Mem-MLP: Real-Time 3D Human Motion Generation from Sparse Inputs
Sinan Mutlu, Georgios F. Angelis, Savas Ozkan, Paul Wisbey, Anastasios Drosou, Mete Ozay
TL;DR
This work addresses real-time 3D full-body motion generation from sparse inputs for XR by introducing Mem-MLP, a lightweight MLP framework augmented with a Memory-Block that encodes missing sensor information using trainable code-vectors derived from a frozen VQ-VAE. It employs a two-branch multi-task predictor to jointly estimate joint rotations and global positions, optimized with a loss set that balances angle and velocity terms via homoscedastic uncertainty. On the AMASS-based benchmarks, Mem-MLP achieves state-of-the-art accuracy with a compact footprint (e.g., 0.25–0.38 GFLOPs) and real-time on-device performance (up to 72 FPS on Quest-3), significantly outperforming transformer/diffusion baselines in several metrics.

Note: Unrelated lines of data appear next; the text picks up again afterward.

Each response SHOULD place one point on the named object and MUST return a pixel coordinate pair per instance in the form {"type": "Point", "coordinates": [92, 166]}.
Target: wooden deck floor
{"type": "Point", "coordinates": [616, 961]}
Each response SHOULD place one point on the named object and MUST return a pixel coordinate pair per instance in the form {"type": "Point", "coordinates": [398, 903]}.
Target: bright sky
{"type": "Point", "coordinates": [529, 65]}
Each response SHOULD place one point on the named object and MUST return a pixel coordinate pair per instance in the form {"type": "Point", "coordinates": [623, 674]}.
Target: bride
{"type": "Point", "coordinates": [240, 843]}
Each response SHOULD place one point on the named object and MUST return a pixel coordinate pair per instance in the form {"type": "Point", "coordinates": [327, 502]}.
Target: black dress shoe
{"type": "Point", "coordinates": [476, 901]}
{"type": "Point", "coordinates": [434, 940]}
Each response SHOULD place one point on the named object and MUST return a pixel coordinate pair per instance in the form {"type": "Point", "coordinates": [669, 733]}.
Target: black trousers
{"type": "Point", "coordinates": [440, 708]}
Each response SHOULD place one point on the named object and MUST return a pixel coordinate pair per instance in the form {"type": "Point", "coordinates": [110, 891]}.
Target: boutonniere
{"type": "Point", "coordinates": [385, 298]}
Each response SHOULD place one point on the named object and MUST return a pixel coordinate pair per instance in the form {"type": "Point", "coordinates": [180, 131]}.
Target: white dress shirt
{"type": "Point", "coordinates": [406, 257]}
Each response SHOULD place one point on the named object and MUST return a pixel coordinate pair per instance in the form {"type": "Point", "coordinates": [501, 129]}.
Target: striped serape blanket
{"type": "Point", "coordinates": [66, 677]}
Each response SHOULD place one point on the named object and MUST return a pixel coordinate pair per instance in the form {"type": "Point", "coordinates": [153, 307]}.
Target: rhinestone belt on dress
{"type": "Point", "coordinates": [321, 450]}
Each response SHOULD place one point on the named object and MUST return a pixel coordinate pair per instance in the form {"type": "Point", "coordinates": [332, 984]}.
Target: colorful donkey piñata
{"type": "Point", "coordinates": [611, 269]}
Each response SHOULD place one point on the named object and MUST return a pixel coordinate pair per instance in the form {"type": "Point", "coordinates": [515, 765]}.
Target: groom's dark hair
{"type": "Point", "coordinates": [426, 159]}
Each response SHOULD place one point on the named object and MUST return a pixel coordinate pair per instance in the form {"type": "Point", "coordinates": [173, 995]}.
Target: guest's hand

The results demonstrate strong temporal coherence and practical viability for AR/VR applications with constrained sensing and compute.
Abstract
Realistic and smooth full-body tracking is crucial for immersive AR/VR applications. Existing systems primarily track head and hands via Head Mounted Devices (HMDs) and controllers, making the 3D full-body reconstruction in-complete. One potential approach is to generate the full-body motions from sparse inputs collected from limited sensors using a Neural Network (NN) model. In this paper, we propose a novel method based on a multi-layer perceptron (MLP) backbone that is enhanced with residual connections and a novel NN-component called Memory-Block. In particular, Memory-Block represents missing sensor data with trainable code-vectors, which are combined with the sparse signals from previous time instances to improve the temporal consistency. Furthermore, we formulate our solution as a multi-task learning problem, allowing our MLP-backbone to learn robust representations that boost accuracy. Our experiments show that our method outperforms state-of-the-art baselines by substantially reducing prediction errors. Moreover, it achieves 72 FPS on mobile HMDs that ultimately improves the accuracy-running time tradeoff.